World Water Day – Too Big To Handle?
Monday 22 March 2010 is World Water Day, the annual date selected by UN-Water to remind us of the fundamental part water plays in all our lives. This year’s theme is Clean Water for a Healthy World.
Can there be any more pressing issue? Without clean water people die needlessly from horrible illnesses, without water at all they starve. But does all this have much influence on how we lead our lives in the western world?
And do water issues have more impact, for instance, on people in less privileged areas of the UK than in privileged ones? Or is it all too huge an issue anyway, for regeneration and sustainable development people on the ground here in our damp little island?

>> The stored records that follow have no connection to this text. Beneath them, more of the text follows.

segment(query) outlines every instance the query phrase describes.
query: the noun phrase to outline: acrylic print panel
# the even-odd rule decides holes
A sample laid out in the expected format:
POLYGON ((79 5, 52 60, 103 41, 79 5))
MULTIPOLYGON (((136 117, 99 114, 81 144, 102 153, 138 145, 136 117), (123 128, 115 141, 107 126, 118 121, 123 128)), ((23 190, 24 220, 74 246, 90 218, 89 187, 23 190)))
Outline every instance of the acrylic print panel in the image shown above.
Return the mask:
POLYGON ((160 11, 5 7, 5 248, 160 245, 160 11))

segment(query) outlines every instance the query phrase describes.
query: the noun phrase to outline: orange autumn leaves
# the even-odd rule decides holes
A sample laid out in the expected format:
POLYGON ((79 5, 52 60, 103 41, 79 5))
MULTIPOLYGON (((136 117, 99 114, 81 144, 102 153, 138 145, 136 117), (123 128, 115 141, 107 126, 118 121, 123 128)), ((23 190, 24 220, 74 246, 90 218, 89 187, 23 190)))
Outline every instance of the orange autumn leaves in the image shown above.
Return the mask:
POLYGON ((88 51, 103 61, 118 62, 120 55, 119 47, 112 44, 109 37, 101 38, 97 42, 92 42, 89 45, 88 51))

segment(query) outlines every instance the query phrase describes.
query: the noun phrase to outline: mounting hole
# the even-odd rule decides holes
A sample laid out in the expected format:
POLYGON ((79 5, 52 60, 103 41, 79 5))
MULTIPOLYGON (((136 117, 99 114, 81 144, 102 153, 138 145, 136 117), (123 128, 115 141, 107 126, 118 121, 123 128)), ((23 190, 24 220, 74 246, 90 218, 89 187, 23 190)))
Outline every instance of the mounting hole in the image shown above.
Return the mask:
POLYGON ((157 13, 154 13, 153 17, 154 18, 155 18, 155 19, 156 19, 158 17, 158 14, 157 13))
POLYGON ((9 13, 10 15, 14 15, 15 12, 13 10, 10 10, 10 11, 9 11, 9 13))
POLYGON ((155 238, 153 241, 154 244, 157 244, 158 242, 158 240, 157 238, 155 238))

To quote the World Water Day website:
Every year, 1,500 cubic kilometres of wastewater are produced globally. While waste and wastewater can be reused productively for energy and irrigation, it usually is not. In developing countries 80 percent of all waste is being discharged untreated, because of lack of regulations and resources. And population and industrial growth add new sources of pollution and increased demand for clean water to the equation. Human and environmental health, drinking and agricultural water supplies for the present and future are at stake, still water pollution rarely warrants mention as a pressing issue.

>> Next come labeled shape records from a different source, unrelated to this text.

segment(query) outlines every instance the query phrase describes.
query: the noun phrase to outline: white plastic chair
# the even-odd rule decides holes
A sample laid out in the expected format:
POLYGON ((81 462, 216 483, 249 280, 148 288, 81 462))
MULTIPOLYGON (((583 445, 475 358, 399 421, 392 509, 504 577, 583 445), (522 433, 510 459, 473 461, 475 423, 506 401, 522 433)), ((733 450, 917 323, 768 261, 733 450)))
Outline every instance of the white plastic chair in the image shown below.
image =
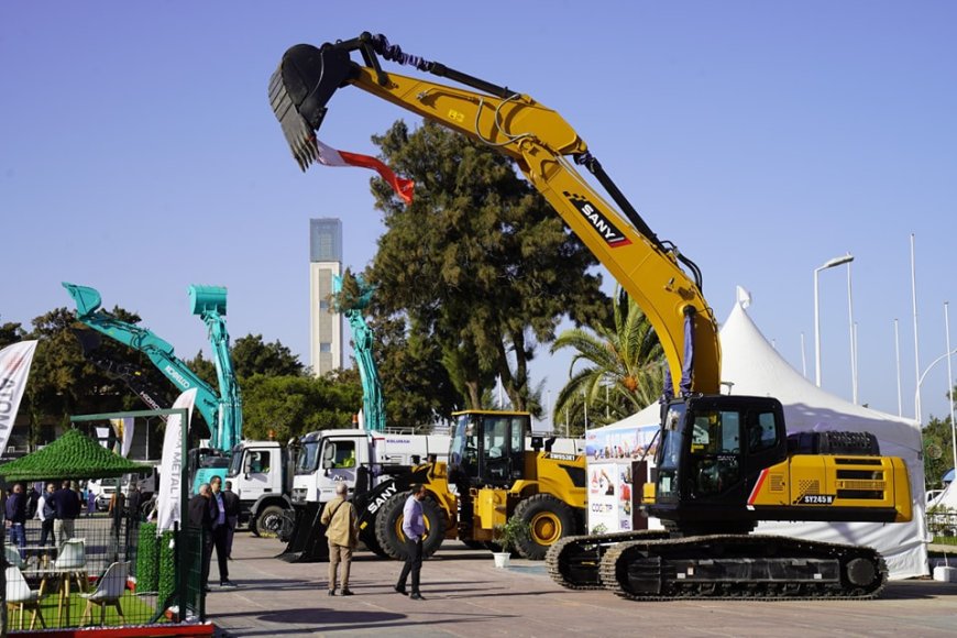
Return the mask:
POLYGON ((53 570, 66 580, 69 580, 70 576, 76 576, 80 590, 86 590, 86 540, 82 538, 72 538, 65 541, 59 548, 56 560, 53 561, 53 570))
MULTIPOLYGON (((69 624, 70 581, 76 579, 80 592, 87 590, 87 553, 86 540, 72 538, 59 547, 59 554, 53 561, 53 573, 61 580, 59 603, 57 604, 57 623, 63 626, 64 618, 69 624)), ((41 586, 43 591, 43 586, 41 586)))
POLYGON ((112 605, 117 608, 117 614, 120 616, 120 622, 125 623, 123 609, 120 607, 120 598, 127 592, 127 576, 130 573, 130 563, 112 563, 107 568, 106 573, 97 583, 96 591, 89 594, 80 594, 87 600, 87 607, 84 609, 84 615, 80 617, 80 627, 86 624, 87 617, 92 620, 94 605, 100 606, 100 625, 103 624, 107 617, 107 605, 112 605))
POLYGON ((33 609, 33 617, 30 618, 30 629, 33 630, 37 617, 40 618, 40 625, 46 629, 43 612, 40 610, 40 592, 30 588, 20 568, 7 568, 6 573, 7 604, 12 608, 15 608, 18 605, 20 606, 20 628, 23 629, 23 609, 33 609))
POLYGON ((20 550, 12 544, 3 543, 3 558, 7 559, 7 566, 23 569, 23 557, 20 556, 20 550))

The changing circumstance and climate
The government has been working for years now on replacing all the old pipelines which result in loss of usable water, whilst also trying to address the increasingly urgent risk of floodplains; we know that climate change is likely to bring with it violent weather; we know that the daily extra thousand-plus people on our small island often stretches resources of all sorts beyond what can be comfortably accommodated.
How can it all add up in our minds?
More than just an issue of ‘waste’
I suggest – perhaps against the orthodoxy – that it’s not just a question of cleaning our teeth without running the taps (did I read somewhere that’s simply an approximation for the quantity of water we ‘waste’ every day?), conscious though this may make us of the issue.
Rather, World Water Day reminds us, more forcefully than can most other aspects of our environment, of our inescapable globally-based inter-dependence. If we don’t have good quality water, we are nothing; and that actually happens to some people.
A global perspective
There’s surely a massive message for everyone somewhere in World Water Day.
How can we shape this message in our western world understandings of sustainability, and apply it to most mutually beneficial advantage, I wonder?